Review of Lou Cevetillo in the Yonkers Herald-Statesman

The Met's 'Zauberflote' sparkles

A fine cast of polished performers and talented newcomers gave us Mozart's final opera "Die Zauberflote" in high style at the Metropolitan Opera Tuesday night.

Though the Marc Chagall production looked a bit dull after all these years, there were some sparkling moments, some offered by tenor David Rendall as Tamino. This role is obviously well-suited to his lyric voice, making him one of the better interpreters of this role at the Met. His voice offers an attractive timbre, and is more than enough to offset his rather still stage presence.

As his Pamina, soprano Gail Robinson sang with style and clarity. With only a few moments of sounding a bit reedy on the top lines, Miss Robinson sang a polished and gratifying performance.

Making her debut last night, coloratura soprano Osceola Davis sang the Queen of the Night. A frightful role to sing even for the 50th time, it could be sheer terror to sing in a debut. Miss Davis did sing her two powerhouse arias a bit cautiously, but seemed to warm up in the final moments of her Act II appearance. Perhaps, nerves could account for the pitch problems on some of the treacherous phrases heard last night from Miss Davis. However, her voice, although light, bears an attractive color and should do well in the right repertory at the Met.
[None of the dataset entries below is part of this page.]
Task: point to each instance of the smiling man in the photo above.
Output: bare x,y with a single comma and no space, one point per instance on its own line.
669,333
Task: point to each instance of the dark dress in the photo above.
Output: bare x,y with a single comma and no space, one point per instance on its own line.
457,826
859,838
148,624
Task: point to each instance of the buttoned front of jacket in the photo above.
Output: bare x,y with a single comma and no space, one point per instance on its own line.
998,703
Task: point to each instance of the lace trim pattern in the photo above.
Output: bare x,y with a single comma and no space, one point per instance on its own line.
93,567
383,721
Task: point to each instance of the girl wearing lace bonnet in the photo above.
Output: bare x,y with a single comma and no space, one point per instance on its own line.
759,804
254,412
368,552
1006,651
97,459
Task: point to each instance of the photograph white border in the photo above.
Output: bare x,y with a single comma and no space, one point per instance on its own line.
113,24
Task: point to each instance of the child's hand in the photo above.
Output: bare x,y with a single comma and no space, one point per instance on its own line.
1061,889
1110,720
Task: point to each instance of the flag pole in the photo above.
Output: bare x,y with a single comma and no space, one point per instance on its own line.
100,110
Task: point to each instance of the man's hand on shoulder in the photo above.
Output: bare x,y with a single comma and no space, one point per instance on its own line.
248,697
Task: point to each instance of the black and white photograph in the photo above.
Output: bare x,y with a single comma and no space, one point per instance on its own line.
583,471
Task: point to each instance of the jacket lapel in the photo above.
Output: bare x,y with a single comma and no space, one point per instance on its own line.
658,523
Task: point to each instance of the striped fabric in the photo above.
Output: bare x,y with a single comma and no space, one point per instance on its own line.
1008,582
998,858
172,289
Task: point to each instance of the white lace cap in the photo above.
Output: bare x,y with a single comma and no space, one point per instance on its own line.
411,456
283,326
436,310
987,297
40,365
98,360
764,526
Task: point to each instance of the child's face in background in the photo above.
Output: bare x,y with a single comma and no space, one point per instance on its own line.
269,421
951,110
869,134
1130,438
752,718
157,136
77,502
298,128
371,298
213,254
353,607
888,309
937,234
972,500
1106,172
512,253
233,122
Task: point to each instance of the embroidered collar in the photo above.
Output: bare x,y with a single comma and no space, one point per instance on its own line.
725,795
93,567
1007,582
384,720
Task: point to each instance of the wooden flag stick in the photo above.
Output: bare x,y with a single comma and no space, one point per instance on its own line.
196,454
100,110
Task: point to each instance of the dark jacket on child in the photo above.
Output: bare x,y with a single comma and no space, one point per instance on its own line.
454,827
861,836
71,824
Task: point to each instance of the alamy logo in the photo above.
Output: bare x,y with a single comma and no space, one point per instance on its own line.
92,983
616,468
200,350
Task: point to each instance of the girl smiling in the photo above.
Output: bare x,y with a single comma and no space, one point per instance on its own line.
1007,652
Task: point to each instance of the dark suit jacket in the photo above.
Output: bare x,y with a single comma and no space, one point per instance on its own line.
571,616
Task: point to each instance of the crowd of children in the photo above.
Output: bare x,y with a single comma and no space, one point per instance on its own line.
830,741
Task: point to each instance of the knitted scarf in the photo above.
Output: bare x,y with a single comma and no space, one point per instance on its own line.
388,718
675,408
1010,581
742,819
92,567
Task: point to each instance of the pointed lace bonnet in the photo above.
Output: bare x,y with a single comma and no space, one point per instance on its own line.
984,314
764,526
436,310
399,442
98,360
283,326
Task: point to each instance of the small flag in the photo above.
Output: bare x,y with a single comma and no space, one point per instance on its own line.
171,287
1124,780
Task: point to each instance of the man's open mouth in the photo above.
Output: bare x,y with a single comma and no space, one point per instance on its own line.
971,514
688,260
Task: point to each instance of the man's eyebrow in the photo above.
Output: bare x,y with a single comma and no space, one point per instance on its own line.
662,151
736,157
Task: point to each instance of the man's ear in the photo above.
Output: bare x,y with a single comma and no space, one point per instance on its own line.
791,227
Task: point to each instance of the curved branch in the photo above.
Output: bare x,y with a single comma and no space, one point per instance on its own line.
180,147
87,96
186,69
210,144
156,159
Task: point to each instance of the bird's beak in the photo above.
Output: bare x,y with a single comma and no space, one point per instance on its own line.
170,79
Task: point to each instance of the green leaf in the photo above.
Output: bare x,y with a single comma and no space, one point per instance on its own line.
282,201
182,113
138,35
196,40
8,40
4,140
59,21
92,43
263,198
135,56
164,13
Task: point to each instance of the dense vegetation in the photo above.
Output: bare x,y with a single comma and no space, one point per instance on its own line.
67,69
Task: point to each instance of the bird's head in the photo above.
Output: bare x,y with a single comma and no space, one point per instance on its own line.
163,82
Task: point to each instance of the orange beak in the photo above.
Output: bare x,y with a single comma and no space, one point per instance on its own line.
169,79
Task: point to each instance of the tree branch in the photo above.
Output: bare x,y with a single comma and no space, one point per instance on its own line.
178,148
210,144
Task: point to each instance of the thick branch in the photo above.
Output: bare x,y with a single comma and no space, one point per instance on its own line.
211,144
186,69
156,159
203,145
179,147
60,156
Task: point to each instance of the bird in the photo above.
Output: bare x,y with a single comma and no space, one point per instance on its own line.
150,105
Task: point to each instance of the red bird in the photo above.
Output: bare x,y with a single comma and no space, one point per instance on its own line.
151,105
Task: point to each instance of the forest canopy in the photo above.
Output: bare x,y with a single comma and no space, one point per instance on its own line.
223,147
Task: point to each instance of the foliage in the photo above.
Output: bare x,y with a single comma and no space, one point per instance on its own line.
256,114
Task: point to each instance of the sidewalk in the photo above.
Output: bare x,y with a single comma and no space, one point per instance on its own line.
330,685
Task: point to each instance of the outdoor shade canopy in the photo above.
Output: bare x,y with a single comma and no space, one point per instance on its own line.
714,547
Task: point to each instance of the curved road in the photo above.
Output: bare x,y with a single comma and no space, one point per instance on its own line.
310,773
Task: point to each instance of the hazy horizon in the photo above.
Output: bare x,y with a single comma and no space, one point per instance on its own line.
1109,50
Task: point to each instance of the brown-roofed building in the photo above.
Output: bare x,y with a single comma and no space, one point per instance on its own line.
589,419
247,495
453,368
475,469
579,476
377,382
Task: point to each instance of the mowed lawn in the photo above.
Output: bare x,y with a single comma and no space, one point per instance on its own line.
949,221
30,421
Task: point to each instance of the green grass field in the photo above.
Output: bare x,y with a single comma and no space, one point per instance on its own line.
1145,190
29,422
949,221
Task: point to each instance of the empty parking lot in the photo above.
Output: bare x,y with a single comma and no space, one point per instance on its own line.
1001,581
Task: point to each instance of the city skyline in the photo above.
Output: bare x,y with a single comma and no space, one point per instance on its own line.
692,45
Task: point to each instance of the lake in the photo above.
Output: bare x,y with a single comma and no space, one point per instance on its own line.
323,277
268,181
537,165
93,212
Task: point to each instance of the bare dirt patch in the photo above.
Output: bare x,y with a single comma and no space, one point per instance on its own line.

Christian Boesch nearly stole the show as the birdman, Papageno. His endearing stage demeanor and comedic timing made his presence a joy to experience.

John Macurdy, meanwhile, sang a stodgy Sarastro, with some very pleasant middle and top tones. Unfortunately, his bottom tones, crucial to this part, were simply too anemic to make much sense. Macurdy is a veteran bass, but not even his experience could exonerate his lack of range in this role. The comprimario roles of Monostatos and Papagena were ably sung by James Atherton and Louise Wohlafka, respectively.

Although Lawrence Foster did not render a precision performance from the pit, he did address himself to the ensemble nature of this cast. Foster seemed overly concerned with the voices onstage, never overshadowing them with his musicians. Tempi and accents were a bit less than accurate, but he did succeed in making his singers sound their best throughout.